I am using Sakamoto's algorithm to find out the day of week from a given date.
Can anybody tell me the correctness of this algorithm? I just want this from 2000 to 2099.
The algorithm from Wikipedia is given for reference.
int dow(int y, int m, int d)
{
static int t[] = {0, 3, 2, 5, 0, 3, 5, 1, 4, 6, 2, 4};
y -= m < 3;
return (y + y/4 - y/100 + y/400 + t[m-1] + d) % 7;
}
Well, you can tell just by looking at it that it is correct... Assuming that the t[] array is correct, which you can verify with just 12 spot checks (one for each month using any day/year).
The y -= m < 3 is a nice trick. It creates a "virtual year" that starts on March 1 and ends on February 28 (or 29), putting the extra day (if any) at the end of the year; or rather, at the end of the previous year. So for example, virtual year 2011 began on Mar 1 and will end on February 29, while virtual year 2012 will begin on March 1 and end on the following February 28.
By putting the added day for leap years at the end of the virtual year, the rest of the expression is massively simplified.
Let's look at the sum:
(y + y/4 - y/100 + y/400 + t[m-1] + d) % 7
There are 365 days in a normal year.

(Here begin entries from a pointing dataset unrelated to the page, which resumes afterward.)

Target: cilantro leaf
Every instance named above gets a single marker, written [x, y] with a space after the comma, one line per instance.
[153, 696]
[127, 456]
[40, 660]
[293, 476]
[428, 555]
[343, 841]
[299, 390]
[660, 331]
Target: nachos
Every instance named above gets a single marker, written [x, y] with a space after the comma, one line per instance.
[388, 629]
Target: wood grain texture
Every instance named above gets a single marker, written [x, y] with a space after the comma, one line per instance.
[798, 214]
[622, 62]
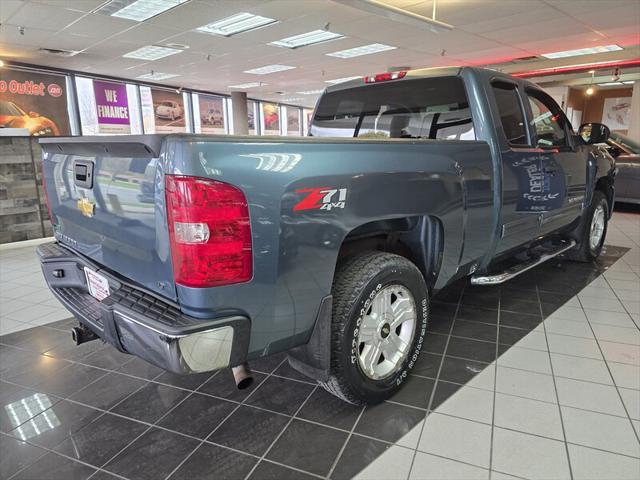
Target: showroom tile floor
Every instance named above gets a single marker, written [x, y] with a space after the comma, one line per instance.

That is 52 weeks plus 1 day. So the day of the week shifts by one day per year, in general. That is what the y term is contributing; it adds one to the day for each year.
But every four years is a leap year. Those contribute an extra day every four years. Thanks to the use of virtual years, we can just add y/4 to the sum to count how many leap days happen in y years. (Note that this formula assumes integer division rounds down.)
But that is not quite right, because every 100 years is not a leap year. So we have to subtract off y/100.
Except that every 400 years is a leap year again. So we have to add y/400.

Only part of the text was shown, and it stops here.